Falta de material y seguimiento exhaustivo
En Gonzol la desnutrición infantil alcanzó el 36% en febrero, muy por encima de la media nacional (27%), según explica Martín Cabarique, uno de los médicos a cargo de la parroquia. “Hay muchos casos de gastroenteritis o simplemente mala alimentación”, explica, mientras señala un mapa de la zona con chinchetas de colores. Cada uno, cuenta, marca la casa de un paciente de riesgo, incluidos los niños que sufren de DCI. “Les entregamos un sobre multivitamínico, pero nunca podrán recuperar las tallas que ya han perdido”, lamenta.

En el edificio blanco, una rareza en medio de potreros vacíos, también trabaja el doctor Richard Medina, que explica que muchas veces es difícil tener una noción real de los datos. “Simplemente, no vienen a las consultas”, se queja. Soto reconoce que este es un problema, pese a que ella lleva sentada desde la madrugada en el centro. “Hay algunos padres que no los traen para hacerles revisar, solo cuando les toca las vacunas nada más”, admite.

Ese es otro de los problemas a los que se enfrenta la cartera de Ronquillo. “Lamentablemente, lo que más nos ha hecho falta para generar política pública es información”, asegura, al explicar otra de las causas por las que los planes han terminado como papel mojado.

En Ecuador es difícil saber cuántos niños sufren de DCI. Los últimos datos son de 2018 y no todas las instituciones los recogen con los mismos criterios. En el país es, incluso, difícil saber cuántos infantes hay. Muchos no están inscritos en el Registro Civil, y se les arrebata el derecho a una identidad.

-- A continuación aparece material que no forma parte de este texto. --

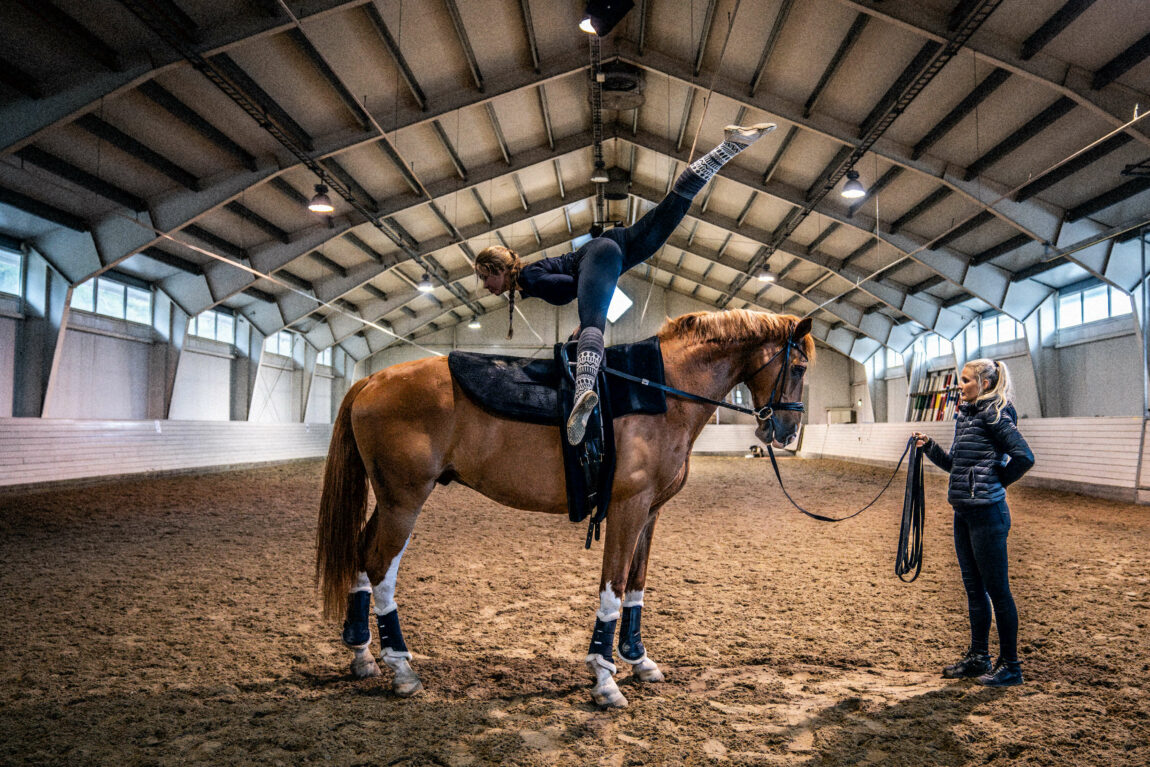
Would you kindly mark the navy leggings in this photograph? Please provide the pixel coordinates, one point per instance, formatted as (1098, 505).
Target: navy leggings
(980, 543)
(605, 258)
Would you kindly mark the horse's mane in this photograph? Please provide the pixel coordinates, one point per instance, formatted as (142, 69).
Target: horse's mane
(734, 327)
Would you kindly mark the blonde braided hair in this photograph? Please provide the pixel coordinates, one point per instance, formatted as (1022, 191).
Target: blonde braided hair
(497, 259)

Este es el primer gran asunto a resolver: será a través de una encuesta que reemplace a la nacional de salud, que se tomó por última vez en 2018, y aborde exclusivamente la DCI. Para esto, el Instituto Nacional de Estadística recibirá una inversión de unos seis millones de dólares a lo largo de cinco años. El primer piloto se lanzó el pasado marzo.

Sin embargo, ese no es el único problema urgente. Cuando Alison recibió el diagnóstico de su hijo –talla baja y una posible anemia– tuvo que ir desde Gonzol hasta la cabecera cantonal de Chunchi para corroborarlo en el laboratorio. Los resultados negaban la posible enfermedad y quienes la atendieron en el hospital central le aseguraron que su hijo estaba bien. “Nos pasa mucho, en otros centros también, que les dicen otra cosa en la central. Nuestro medidor de hemoglobina está descuadrado”, explica Medina, con resignación. Mientras los planes del Gobierno sigan en una etapa de diagnóstico, los médicos rurales seguirán liderando la responsabilidad de cuidar al “pequeño torbellino inquieto” de Soto.